I fought the most with day 21, which presented a 2D grid-based map (with obstacles) and asked you how many tiles you could visit after N steps. Part 2 then blew up the number of steps, and said that the map repeated endlessly in all directions, making it a problem of a bfs on an infinite graph. The key insight was that the specific input lead to a pattern showing up in the number of visited cells if you only looked every SIZE steps, where SIZE was (basically) the size of the map. This makes sense as we are almost looking for the area of a ~square where one side grows linearly (area will grow quadratically with some periodicity). I found this hard, but really fun once I got it.
Day 24
Oh what a lovely present. We got an input of many hail stones with positions and velocities, and were tasked with throwing a rock to collide with them all. It was a cool problem, but also very hard as you ended up with a non-linear equation system, and had to do some smart substitutions to linearize and solve it.

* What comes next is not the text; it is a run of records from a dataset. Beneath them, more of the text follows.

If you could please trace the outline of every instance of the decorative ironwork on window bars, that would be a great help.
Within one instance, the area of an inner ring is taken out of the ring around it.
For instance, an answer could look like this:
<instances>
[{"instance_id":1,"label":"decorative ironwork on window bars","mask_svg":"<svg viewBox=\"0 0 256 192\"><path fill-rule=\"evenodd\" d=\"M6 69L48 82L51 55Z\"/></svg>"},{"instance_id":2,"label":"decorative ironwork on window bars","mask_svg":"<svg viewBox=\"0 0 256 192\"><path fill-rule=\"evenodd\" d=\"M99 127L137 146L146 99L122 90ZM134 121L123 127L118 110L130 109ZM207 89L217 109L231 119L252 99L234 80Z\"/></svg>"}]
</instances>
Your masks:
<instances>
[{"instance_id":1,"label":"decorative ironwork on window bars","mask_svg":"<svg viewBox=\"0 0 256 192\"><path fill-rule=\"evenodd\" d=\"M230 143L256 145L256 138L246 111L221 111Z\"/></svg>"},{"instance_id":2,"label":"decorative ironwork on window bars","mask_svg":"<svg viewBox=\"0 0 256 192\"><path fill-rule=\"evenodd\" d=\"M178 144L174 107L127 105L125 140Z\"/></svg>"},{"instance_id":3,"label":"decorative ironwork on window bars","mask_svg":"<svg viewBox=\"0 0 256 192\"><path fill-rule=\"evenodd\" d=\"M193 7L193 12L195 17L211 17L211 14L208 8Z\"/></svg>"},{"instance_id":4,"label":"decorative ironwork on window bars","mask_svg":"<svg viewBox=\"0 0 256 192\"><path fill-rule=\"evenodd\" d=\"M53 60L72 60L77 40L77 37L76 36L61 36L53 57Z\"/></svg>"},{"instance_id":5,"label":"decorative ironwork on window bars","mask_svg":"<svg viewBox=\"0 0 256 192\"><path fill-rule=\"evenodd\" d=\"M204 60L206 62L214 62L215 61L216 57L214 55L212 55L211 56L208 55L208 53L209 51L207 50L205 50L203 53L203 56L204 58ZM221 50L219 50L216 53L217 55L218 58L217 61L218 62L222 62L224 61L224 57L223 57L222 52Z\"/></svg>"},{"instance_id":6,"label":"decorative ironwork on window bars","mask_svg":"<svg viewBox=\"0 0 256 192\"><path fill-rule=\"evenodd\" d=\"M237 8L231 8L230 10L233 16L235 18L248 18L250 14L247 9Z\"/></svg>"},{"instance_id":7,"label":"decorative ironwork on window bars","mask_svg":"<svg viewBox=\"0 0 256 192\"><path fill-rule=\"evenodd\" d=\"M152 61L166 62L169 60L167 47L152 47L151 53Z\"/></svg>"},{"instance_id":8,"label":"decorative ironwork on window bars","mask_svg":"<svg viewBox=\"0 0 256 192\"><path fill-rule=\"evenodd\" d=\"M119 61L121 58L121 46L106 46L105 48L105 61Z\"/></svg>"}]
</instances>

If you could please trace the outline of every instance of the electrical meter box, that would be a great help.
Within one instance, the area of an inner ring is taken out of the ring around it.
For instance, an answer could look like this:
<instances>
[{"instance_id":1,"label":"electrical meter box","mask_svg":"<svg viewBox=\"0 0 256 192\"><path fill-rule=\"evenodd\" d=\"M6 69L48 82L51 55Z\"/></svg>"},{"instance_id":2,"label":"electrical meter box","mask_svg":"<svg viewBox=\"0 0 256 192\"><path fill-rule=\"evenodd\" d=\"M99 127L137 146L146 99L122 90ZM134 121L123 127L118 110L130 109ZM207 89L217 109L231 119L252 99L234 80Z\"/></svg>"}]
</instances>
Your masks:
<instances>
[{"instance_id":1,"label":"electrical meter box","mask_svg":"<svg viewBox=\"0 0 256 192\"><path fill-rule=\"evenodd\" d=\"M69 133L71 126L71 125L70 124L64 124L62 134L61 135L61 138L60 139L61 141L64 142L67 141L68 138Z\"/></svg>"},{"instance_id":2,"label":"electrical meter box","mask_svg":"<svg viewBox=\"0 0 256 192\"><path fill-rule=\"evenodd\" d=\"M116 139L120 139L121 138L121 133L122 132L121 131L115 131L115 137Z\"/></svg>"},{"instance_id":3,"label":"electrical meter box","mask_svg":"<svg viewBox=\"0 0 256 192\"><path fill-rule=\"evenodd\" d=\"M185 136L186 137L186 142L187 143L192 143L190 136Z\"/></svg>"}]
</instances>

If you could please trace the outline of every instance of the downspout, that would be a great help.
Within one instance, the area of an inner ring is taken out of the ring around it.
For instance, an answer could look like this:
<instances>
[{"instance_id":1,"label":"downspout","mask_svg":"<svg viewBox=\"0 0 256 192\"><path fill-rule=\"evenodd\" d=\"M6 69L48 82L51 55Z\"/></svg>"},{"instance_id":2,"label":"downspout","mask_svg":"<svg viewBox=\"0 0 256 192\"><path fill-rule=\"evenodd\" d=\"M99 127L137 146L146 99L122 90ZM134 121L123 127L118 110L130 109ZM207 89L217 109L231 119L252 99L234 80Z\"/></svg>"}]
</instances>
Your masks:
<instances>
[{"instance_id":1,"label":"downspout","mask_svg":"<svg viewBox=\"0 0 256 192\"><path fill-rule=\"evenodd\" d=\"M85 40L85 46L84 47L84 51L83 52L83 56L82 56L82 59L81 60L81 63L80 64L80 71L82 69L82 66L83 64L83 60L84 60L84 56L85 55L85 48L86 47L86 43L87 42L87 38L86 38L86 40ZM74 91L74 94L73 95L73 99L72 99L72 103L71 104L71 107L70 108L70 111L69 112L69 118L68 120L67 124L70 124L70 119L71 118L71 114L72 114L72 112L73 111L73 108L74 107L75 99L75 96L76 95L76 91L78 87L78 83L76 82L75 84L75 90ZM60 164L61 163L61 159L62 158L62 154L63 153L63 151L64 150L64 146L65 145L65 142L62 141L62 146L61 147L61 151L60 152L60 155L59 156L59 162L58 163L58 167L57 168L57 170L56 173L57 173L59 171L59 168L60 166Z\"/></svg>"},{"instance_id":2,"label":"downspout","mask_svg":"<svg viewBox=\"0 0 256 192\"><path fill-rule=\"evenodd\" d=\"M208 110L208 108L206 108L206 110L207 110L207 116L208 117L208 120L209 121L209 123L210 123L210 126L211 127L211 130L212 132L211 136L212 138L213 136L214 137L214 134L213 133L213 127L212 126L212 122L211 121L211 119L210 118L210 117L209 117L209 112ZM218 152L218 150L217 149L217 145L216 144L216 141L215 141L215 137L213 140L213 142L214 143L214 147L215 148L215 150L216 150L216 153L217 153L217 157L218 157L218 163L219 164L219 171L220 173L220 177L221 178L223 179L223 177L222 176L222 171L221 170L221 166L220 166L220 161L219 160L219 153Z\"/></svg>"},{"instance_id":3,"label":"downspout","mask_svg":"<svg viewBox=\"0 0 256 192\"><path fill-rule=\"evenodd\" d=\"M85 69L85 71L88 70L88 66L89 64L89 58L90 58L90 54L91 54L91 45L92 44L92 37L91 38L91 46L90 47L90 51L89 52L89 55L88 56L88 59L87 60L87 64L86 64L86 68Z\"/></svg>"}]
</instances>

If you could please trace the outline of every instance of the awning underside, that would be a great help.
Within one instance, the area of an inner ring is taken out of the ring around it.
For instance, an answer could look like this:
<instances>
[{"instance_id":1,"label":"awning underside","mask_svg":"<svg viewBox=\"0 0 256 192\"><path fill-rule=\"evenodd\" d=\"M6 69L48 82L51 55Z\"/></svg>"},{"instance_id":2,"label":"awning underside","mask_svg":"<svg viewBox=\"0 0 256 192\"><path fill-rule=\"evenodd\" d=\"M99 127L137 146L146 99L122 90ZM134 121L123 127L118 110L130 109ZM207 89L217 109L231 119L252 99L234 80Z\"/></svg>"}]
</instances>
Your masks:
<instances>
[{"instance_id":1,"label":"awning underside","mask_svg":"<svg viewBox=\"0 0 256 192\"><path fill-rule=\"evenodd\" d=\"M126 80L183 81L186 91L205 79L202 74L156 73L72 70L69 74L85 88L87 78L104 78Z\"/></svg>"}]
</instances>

However, me and many others solved it with the Z3 solver, which is originally a theorem prover. You can feed it a bunch of constraints, like our equations, and it will try to find the answer for you (very quickly) with some magic SAT solver algorithm. I had only heard of it before, so it was fun to try it (albeit under time pressure), and I even almost got top 100.
Using Zote
Zote worked out better than I could reasonably have hoped for. It was a bit slow, and I had several days where my runtime was several minutes (both down to brute-forcey implementations, and a slow language), but there were few times it prevented a reasonable solution from being viable.

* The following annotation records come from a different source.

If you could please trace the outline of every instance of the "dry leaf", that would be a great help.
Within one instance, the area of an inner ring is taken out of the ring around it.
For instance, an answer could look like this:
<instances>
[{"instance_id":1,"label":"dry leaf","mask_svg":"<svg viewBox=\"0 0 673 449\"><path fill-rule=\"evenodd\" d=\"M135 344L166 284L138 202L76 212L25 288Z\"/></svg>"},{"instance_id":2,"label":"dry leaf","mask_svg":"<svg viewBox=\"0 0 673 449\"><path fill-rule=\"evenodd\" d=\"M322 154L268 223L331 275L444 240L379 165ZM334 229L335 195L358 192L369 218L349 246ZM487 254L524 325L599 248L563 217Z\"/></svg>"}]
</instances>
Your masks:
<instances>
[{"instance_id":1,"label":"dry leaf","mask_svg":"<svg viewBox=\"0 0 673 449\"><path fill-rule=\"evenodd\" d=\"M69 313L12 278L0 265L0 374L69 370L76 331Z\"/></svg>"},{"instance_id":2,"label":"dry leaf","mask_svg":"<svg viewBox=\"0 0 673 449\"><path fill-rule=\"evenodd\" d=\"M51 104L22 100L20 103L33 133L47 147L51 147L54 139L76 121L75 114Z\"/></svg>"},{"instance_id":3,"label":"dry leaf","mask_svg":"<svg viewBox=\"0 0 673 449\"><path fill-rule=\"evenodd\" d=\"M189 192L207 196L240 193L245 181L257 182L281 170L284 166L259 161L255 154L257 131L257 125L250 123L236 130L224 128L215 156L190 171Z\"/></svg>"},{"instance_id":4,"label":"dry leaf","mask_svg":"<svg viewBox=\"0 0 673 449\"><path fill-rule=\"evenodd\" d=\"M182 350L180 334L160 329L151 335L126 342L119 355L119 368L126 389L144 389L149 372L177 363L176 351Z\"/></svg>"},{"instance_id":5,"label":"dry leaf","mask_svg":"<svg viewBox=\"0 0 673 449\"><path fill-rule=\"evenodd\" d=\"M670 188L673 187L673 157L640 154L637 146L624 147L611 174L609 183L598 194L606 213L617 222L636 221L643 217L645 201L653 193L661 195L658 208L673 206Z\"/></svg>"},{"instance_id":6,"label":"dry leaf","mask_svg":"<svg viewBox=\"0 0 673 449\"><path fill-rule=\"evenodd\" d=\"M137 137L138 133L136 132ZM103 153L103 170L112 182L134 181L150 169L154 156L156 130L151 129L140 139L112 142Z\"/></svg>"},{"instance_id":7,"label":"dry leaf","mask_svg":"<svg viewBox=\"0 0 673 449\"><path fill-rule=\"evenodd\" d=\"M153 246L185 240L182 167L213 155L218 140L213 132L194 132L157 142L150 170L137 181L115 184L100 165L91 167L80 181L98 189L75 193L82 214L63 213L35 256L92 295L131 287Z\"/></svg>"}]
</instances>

However, it did have some issues. For example, I had to revert back to my old naive implementation for an early day, as my new one did not support sorting with a custom comparator function. I later solved this by defining a lexicographical ordering on lists, which sort of enables a custom sort (if I want to sort by f
, I can just map items to [f(item), item]
and sort those). But this was the only real issue.
Then I had one day where I ran into the recursion and stack limit. This was quite easy to fix on the fly by changing some variables in the Zote code and recompiling it. But it taught me that it would be nice to increase those sizes as cli arguments (after compilation).
One thing which would be nice was a memoize decorator. I knew this would be a nice thing to have, but did just not have time to implement it. One this is that I am unsure of how I want the syntax, as well as how it should be implemented (can/should it be done without an extra call frame?).
Final remarks
This was a great year for me, and I am happy with my results. It also got a nice ending, with me being invited to Episode 564 of the Swedish programming podcast Kodsnack, which was hugely exciting. They also have a lovely channel on Slack where people discussed the problems. These discussions makes it way more fun, and I even convinced quite a few in the office to join the event which was great as well!
For next year, I will make sure to practice a bit more for the earlier days (if I want to compete again). Additionally, I hope I have had time to work a bit more on Zote, making it feel like a partly different language (or just move on to a new one). This was a great time, and I am already looking forward to biking through the sleeping city next December.